Western Michigan completed a dream undefeated regular season on Friday night and captured the school’s first MAC Championship since 1988 with a 29-23 win over Ohio.

The Broncos led from wire-to-wire on Friday night but struggled to complete drives with touchdowns against a stingy Bobcats defense on a night where they needed all the style points they could get. WMU is the College Football Playoff’s highest ranked Group of Five team but are in a neck-and-neck battle with Navy for a bid to the Cotton Bowl this season.

Even if the final margin wasn’t what head coach P.J. Fleck wanted, he nevertheless was excited at the way his team played defensively in holding Ohio to just 213 yards on the night. The normally prolific offense had their moments too, with quarterback Zach Terrell finishing with 301 yards, two scores and two interceptions.

One of those touchdown passes from Terrell went to wide receiver Corey Davis, who continued to press his case that he’s a first-round pick in the spring.
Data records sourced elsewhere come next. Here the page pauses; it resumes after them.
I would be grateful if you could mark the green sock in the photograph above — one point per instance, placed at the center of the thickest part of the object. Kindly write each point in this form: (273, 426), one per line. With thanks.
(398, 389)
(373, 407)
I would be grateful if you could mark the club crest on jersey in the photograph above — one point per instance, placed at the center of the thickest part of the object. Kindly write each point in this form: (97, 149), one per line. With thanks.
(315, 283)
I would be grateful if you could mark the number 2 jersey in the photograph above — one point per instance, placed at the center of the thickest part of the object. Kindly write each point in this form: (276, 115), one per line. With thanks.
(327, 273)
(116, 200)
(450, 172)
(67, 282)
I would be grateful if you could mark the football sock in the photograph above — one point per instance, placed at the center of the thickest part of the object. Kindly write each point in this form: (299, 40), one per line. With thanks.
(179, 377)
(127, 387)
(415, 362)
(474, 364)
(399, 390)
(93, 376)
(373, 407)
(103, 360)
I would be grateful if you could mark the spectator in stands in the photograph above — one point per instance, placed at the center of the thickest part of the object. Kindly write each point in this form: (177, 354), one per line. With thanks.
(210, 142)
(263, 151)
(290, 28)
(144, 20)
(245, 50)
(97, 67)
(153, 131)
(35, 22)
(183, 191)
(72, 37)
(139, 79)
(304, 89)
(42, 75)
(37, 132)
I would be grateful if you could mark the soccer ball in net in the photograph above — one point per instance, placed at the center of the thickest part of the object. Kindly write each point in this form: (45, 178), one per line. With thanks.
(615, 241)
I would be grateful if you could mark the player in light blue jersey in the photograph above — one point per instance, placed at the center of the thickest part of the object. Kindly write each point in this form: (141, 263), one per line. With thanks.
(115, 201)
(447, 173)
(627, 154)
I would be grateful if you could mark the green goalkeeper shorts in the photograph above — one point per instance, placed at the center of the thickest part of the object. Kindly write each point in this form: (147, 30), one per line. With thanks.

The pass-catcher scored the team’s first touchdown back in the second quarter on a 70-yard scamper and the all-time leader in FBS receiving yardage finished his MAC career with 155 yards on nine catches.

The Bobcats tried to use their normal formula of running the ball and playing defense to control the clock but failed to do much of the former. The team finished with just 37 yards on the ground (and 251 overall) but did manage to make things interesting with three second half touchdowns and a late drive that could have taken the lead but instead ended with a game-sealing interception.

That wasn’t exactly the kind of high-flying #MACtion game the conference record 45,615 fans at Ford Field were looking for, with many of them sporting WMU colors as the school looks ahead to Sunday and whether or not they’re headed to a New Year’s Six Bowl at the end of the month.

On Friday night however, they just had to soak in the remarkable run the Broncos are on and row that boat all the way to a championship.